Date of Award

Spring 1993

Document Type


Degree Name

Doctor of Philosophy (PhD)


Biological Sciences


Biomedical Sciences

Committee Director

Lloyd Wolfinbarger, Jr.

Committee Member

Christopher J. Osgood

Committee Member

Mark S. Elliot

Committee Member

Mickey Castle


The purpose of this research was to study the effects of cryopreservation on the proteoglycan (PG) and mineral content of aorta conduit tissue. Proteoglycans from fresh and cryopreserved porcine aorta conduit tissues were isolated by extraction with 4 M guanidine (Gdn) - hydrochloride (HCl) for 48 hours. Quantitative analysis of extracted proteoglycans revealed that the content of proteoglycan material from cryopreserved tissue, measured as uronate and protein per unit weight of wet tissue, was similar to that from fresh tissue. Gel permeation column chromatography studies suggested that proteoglycans present in three CsCl fractions from cryopreserved tissues had molecular weights similar to proteoglycans present in similar fractions from fresh tissue.

Cryopreserved and fresh tissues were extracted using Gdn-HCl followed by sequential digestion of the tissues with collagenase, elastase, and papain. Glycosaminoglycans (GAGs) of the PGs were isolated and quantitated. Gdn-HCl extracted about 61% and 62% of the total GAG (proteoglycan) material from cryopreserved and fresh tissues, respectively. Collagenase solubilized proteoglycans from Gdn-HCl-extracted tissue represented 20% and 13%, respectively, of the total GAGs present in cryopreserved and fresh tissue. Subsequent elastase hydrolysis of collagenase digested tissue released about 11% of total GAGs from cryopreserved tissue and 16% from fresh tissue. The remaining 8%, from cryopreserved tissues, and 9%, from fresh tissue, of total GAGs were obtained through use of a final papain hydrolysis.

The histologic status of the fresh and cryopreserved porcine aortic conduit did not differ markedly. The normal tissue architecture was not affected markedly by the cryopreservation procedure as neither alteration of elastic structure, fibrous proteins nor alteration of nuclear distribution or smooth muscle cell morphology was detected.

Quantitative tissue mineral studies revealed that the mean calcium content of the cryopreserved aorta conduit tissue was higher than that of the fresh tissue. The mean phosphorus content was 703 +/- 35 ug/g wet tissue from cryopreserved tissue and 720 +/- 26 ug/g wet tissue from fresh tissue.

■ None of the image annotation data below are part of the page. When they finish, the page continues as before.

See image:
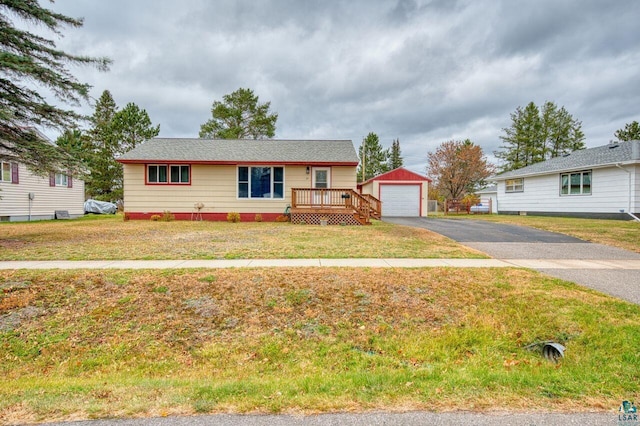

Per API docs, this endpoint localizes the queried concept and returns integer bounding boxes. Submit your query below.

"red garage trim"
[359,167,431,186]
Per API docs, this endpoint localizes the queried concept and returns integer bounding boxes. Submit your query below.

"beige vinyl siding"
[0,164,84,220]
[331,166,357,190]
[124,164,356,213]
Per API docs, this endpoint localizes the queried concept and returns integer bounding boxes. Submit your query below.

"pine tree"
[387,139,404,170]
[85,90,122,201]
[86,90,160,201]
[613,121,640,142]
[0,0,110,174]
[427,139,495,199]
[494,102,585,171]
[357,132,389,182]
[200,88,278,139]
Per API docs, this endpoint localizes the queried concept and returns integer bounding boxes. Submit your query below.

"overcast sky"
[41,0,640,173]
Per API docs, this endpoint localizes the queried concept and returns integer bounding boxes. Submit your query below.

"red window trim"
[144,163,191,186]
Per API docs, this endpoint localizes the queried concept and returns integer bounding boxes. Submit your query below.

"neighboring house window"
[147,164,191,184]
[55,173,69,187]
[238,166,284,199]
[49,172,73,188]
[504,178,524,192]
[0,162,11,182]
[560,170,591,195]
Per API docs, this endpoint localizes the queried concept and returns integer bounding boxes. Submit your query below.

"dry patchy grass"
[0,268,640,422]
[0,216,486,260]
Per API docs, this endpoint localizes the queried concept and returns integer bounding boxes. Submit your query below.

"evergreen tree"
[0,0,110,174]
[200,88,278,139]
[357,132,389,182]
[427,139,495,199]
[56,128,93,170]
[85,90,122,201]
[613,121,640,142]
[113,102,160,156]
[494,102,585,171]
[85,90,160,201]
[387,139,404,170]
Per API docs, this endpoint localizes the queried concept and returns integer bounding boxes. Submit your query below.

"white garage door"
[380,185,420,217]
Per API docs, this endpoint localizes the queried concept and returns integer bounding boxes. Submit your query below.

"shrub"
[160,210,176,222]
[227,212,240,223]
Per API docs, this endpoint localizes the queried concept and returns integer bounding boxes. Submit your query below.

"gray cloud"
[51,0,640,172]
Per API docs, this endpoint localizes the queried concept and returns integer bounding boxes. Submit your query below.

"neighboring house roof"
[492,141,640,180]
[359,167,431,185]
[118,138,359,166]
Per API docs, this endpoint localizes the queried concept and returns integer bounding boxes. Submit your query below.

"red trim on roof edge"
[358,167,432,186]
[116,160,358,166]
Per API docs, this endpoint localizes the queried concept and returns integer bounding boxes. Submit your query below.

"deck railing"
[291,188,380,221]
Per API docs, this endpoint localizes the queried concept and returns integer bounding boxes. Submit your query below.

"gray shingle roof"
[118,138,358,165]
[493,141,640,180]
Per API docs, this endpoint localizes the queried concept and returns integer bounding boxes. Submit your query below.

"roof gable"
[493,141,640,180]
[118,138,358,166]
[362,167,431,185]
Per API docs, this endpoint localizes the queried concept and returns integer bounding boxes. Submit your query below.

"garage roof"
[360,167,431,185]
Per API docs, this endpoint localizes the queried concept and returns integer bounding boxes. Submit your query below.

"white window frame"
[55,173,69,188]
[560,170,593,197]
[236,165,285,201]
[504,178,524,192]
[145,163,191,185]
[0,161,12,183]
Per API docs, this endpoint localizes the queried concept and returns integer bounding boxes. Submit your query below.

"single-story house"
[492,141,640,219]
[358,167,431,217]
[118,138,380,224]
[0,135,84,222]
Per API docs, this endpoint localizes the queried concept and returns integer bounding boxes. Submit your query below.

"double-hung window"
[0,162,11,182]
[504,178,524,192]
[55,173,69,188]
[560,170,591,195]
[238,166,284,199]
[147,164,191,185]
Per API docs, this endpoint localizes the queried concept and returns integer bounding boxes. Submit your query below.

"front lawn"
[0,215,487,260]
[0,268,640,423]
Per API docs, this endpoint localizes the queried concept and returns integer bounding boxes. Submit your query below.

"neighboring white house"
[492,141,640,219]
[0,134,84,222]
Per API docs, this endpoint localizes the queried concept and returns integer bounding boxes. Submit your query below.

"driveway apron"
[383,217,640,304]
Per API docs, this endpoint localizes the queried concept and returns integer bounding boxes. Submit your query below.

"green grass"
[0,216,486,260]
[0,268,640,423]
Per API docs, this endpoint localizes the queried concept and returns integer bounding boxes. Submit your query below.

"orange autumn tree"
[427,139,495,199]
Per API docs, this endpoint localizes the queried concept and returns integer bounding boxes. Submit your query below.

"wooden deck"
[291,188,382,225]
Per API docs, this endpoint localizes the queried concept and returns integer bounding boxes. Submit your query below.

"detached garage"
[358,167,431,217]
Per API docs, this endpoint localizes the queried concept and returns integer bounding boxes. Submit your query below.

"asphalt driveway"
[383,217,640,305]
[383,217,585,243]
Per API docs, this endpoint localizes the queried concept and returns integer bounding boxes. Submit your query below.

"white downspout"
[616,163,640,222]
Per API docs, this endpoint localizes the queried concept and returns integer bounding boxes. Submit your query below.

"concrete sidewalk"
[0,259,640,270]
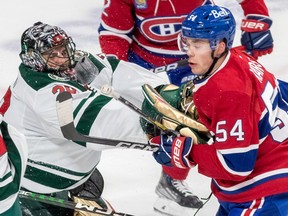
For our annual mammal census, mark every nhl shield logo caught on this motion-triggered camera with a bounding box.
[135,0,147,9]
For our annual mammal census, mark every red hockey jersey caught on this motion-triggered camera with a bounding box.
[98,0,268,66]
[191,50,288,202]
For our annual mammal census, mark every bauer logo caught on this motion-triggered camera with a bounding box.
[140,16,185,43]
[211,8,229,18]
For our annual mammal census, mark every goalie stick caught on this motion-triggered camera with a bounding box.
[19,190,133,216]
[101,85,179,136]
[56,92,158,151]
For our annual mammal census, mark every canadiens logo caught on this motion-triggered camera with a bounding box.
[135,0,147,9]
[140,16,186,43]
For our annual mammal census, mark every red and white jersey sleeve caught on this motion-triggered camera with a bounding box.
[237,0,269,16]
[191,50,288,202]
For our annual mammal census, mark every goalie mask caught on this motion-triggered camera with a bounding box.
[19,22,75,79]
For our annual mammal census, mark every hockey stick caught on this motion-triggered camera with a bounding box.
[150,59,188,74]
[150,45,249,74]
[56,92,158,151]
[101,85,179,136]
[19,190,133,216]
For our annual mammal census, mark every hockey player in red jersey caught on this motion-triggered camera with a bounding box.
[99,0,273,213]
[98,0,273,85]
[146,5,288,216]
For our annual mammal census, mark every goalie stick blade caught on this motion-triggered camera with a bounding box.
[56,92,158,151]
[19,190,133,216]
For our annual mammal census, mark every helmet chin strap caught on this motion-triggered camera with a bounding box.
[193,47,228,84]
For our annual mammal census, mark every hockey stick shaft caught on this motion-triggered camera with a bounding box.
[101,85,179,135]
[150,45,245,74]
[56,92,158,151]
[150,59,188,74]
[19,190,133,216]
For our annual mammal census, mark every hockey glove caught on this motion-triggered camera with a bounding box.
[241,14,273,59]
[149,134,196,168]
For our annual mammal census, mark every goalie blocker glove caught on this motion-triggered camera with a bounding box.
[241,14,273,59]
[149,134,196,168]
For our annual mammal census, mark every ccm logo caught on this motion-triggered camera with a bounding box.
[211,8,228,18]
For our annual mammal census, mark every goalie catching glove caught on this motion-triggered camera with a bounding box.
[141,84,208,144]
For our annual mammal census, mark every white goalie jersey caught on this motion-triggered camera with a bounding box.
[1,54,166,193]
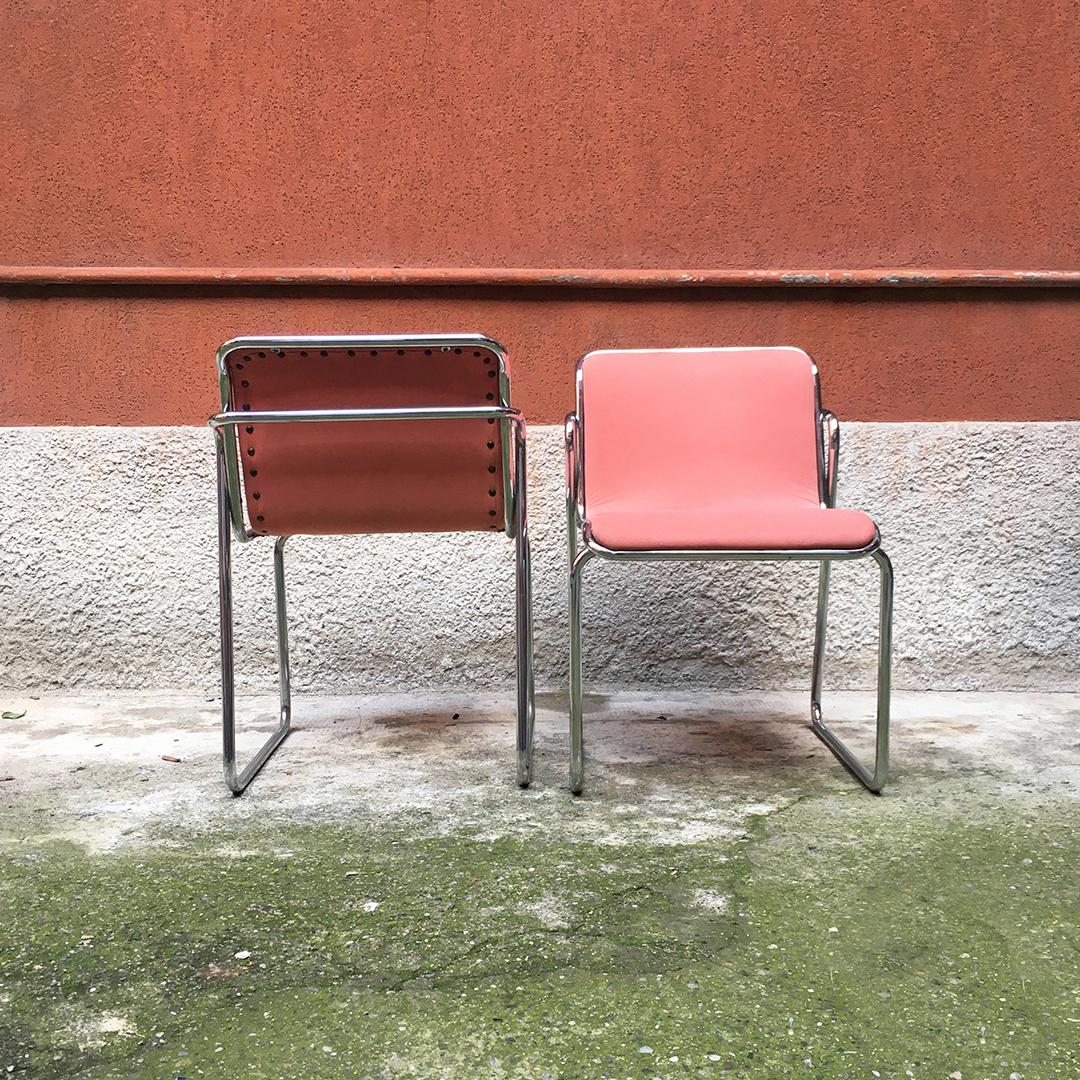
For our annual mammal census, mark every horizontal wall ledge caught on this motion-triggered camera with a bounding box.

The studies indicate that there is no significant alteration in the content, molecular size, or distribution of PGs in properly cryopreserved tissue. However, the total calcium level appears to be increased in cryopreserved tissue


Dissertation submitted to the Faculty of Eastern Virginia Medical School and Old Dominion University in Partial Fulfillment of the Requirement for the Degree of Doctor of Philosophy in Biomedical Sciences.